Wednesday, August 15, 2001 - Page updated at 12:00 AM
Editorial
New strategies to burn trees and save a forest
Smokey the Bear will do a slow burn, but the best way to prevent forest fires may be to start a few small ones.
One reluctant conclusion drawn from last year's nasty fire season was that 50 years of fire prevention and suppression on public lands have built up a supply of woody debris that fuels wicked blazes.
Western governors meeting in Idaho and the Bush administration wisely agreed this week to put those lessons into public policy.
The secretaries of Agriculture and Interior will report back next May with new strategies to reduce wildfires over the next 10 years.
They also promised to involve local government officials who have been miffed about their exclusion from decisions and planning. The new ideas are largely the work of a governors' task force.
None of this will be cheap. After fires charred 8.4 million acres last year, the Clinton administration bumped the firefighting budget by $1.7 billion. Congress willingly paid to hire 5,100 more firefighters.

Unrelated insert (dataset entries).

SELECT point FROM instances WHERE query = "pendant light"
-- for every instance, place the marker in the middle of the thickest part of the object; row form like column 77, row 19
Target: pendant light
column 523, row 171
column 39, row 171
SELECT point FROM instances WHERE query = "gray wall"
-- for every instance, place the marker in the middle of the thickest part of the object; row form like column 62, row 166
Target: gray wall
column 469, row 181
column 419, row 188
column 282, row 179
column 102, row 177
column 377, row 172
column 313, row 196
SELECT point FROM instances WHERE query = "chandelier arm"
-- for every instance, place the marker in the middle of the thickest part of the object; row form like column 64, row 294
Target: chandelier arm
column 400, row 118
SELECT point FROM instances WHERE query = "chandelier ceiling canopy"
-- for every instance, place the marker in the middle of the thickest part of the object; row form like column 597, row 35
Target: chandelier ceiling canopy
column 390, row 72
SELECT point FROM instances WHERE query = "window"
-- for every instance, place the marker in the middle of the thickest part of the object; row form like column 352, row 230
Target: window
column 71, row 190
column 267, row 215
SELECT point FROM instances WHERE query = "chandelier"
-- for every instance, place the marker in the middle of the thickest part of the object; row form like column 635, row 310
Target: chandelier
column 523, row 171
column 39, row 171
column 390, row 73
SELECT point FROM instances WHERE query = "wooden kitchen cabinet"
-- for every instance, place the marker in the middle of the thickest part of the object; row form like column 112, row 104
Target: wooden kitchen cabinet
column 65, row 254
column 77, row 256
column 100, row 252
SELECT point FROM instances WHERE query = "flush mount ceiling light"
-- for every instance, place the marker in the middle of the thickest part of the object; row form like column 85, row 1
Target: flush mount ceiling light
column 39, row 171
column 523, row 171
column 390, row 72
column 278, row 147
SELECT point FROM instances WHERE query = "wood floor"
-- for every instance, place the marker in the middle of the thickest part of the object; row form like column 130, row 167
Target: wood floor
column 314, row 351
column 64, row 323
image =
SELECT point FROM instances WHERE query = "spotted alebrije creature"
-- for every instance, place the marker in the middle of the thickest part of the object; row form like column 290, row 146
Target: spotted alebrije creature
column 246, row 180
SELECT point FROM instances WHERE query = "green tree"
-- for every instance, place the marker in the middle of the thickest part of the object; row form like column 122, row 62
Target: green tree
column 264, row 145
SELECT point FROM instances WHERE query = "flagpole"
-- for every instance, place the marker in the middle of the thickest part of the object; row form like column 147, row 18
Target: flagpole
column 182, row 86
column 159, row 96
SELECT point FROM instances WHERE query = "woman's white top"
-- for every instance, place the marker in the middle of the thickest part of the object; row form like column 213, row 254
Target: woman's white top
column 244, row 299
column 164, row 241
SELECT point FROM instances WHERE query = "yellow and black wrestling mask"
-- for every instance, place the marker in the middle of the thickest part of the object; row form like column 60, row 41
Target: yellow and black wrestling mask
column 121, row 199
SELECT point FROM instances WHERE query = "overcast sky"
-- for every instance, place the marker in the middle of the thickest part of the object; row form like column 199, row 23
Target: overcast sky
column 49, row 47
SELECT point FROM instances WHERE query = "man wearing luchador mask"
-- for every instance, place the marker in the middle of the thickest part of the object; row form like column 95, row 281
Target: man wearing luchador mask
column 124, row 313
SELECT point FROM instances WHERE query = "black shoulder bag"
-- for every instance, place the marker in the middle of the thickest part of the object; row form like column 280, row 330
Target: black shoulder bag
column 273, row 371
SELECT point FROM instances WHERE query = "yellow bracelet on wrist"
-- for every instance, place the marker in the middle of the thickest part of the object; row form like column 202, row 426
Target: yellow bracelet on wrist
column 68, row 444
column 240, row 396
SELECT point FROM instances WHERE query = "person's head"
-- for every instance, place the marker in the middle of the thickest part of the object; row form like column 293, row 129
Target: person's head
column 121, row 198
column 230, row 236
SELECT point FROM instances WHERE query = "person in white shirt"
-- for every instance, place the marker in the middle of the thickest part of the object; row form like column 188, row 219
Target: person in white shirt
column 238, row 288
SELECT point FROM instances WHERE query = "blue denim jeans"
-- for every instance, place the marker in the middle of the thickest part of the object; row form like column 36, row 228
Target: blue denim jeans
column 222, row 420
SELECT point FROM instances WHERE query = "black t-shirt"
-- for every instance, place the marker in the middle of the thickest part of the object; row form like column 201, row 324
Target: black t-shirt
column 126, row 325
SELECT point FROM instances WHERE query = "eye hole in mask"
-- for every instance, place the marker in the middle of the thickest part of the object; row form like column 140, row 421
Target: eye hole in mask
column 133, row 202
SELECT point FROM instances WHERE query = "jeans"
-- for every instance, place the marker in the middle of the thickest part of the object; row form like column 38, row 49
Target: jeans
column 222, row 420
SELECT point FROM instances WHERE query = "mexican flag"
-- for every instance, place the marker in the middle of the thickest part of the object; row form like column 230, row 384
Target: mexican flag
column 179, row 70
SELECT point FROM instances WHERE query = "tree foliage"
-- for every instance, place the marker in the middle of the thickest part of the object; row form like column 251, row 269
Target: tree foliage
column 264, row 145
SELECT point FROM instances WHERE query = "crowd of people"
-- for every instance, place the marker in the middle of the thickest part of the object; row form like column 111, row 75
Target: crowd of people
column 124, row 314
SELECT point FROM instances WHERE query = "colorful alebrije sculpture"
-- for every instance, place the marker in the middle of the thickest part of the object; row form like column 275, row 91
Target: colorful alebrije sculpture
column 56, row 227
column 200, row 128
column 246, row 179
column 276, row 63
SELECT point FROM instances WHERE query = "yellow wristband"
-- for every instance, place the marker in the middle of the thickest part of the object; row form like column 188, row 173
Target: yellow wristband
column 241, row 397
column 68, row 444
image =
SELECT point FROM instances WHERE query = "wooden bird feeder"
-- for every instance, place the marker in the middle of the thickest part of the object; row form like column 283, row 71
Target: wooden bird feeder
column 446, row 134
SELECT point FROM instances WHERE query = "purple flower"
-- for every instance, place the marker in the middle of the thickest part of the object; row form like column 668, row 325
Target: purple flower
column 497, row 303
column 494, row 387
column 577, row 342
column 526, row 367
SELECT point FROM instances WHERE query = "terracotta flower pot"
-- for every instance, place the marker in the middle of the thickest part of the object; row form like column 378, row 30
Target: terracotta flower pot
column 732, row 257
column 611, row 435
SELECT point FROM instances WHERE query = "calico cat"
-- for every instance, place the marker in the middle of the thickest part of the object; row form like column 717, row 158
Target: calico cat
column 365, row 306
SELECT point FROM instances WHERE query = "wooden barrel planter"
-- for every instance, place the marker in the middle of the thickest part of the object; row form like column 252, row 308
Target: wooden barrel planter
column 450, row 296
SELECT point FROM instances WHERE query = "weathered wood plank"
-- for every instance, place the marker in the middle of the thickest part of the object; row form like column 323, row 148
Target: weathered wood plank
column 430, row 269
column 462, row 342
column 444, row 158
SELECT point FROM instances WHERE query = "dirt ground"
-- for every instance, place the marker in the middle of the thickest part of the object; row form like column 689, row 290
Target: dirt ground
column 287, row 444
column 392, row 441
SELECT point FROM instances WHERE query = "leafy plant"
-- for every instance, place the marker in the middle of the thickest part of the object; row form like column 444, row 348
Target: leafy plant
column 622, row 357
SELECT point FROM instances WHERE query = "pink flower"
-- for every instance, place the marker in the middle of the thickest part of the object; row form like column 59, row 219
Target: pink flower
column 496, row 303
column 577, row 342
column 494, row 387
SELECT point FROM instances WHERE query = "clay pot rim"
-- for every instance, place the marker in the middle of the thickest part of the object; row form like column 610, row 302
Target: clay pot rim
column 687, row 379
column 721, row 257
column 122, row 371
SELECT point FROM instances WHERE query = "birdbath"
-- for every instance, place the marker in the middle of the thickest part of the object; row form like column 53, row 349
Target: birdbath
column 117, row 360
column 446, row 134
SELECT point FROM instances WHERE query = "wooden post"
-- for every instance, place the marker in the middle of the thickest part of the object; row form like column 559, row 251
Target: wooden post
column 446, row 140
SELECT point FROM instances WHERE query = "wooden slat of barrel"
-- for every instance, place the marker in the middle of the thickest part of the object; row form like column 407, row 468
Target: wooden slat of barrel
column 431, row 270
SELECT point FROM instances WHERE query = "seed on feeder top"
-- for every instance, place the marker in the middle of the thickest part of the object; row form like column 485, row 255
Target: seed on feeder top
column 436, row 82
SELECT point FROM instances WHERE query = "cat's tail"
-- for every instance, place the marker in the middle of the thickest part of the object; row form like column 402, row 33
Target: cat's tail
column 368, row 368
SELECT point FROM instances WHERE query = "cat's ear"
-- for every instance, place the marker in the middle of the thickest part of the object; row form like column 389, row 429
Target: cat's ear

President Bush kept the funding up, but a change in philosophy will require a substantial increase in spending. As Oregon Gov. John Kitzhaber put it at Coeur d'Alene, the money can be spent on fighting fires, or preventing them.
More to the point, James Age, professor of forest ecology at University of Washington, argues the officials will be able to choose the type of fire they deal with.
Trouble has been building in the woods for decades.
Besides creating a fuel supply for more intense fires on the forest floor, fire control allows less-fire-resistant trees to flourish. Lower tree height allows fire to climb vertically faster, and bushier tree crowns allow flames to spread with a vengeance.
• Step one will be an aggressive clean-up plan to tidy up the debris. This will be labor-intensive and expensive. So is fighting a forest fire.
• The second step will be a program of thinning to remove undesirable trees. This is where environmentalists will cringe, but is a basic part of the solution. Thinning is not logging.
What will cause hearts to pound in boardrooms and in increasingly populated forests: prescribed burns.
This is the strategy of identifying forests where naturally caused fires will be allowed to burn, or fires will be intentionally set to mimic nature.
Long a favorite of groups such as the Sierra Club, it has been a tough sell elsewhere. The disastrous May 2000 fire in Bandelier National Monument in New Mexico only stirs opposition.
There, a planned, prescribed burn ran afoul of dry conditions and unpredictable winds to eventually torch 18,000 acres and destroy 235 homes at Los Alamos. Eighteen-thousand people were evacuated before the Cerro Grande fire was contained.
What should come out of that disaster are grim lessons that do not invalidate the use of prescribed burns as a tool.
Forest fires will never go away, and it will always take brave men and women to confront them. What can be changed is the nature and behavior of the fires they face.
Rethinking how wildfires are fought is appropriate and necessary — even if it means some trees must be destroyed to save a forest.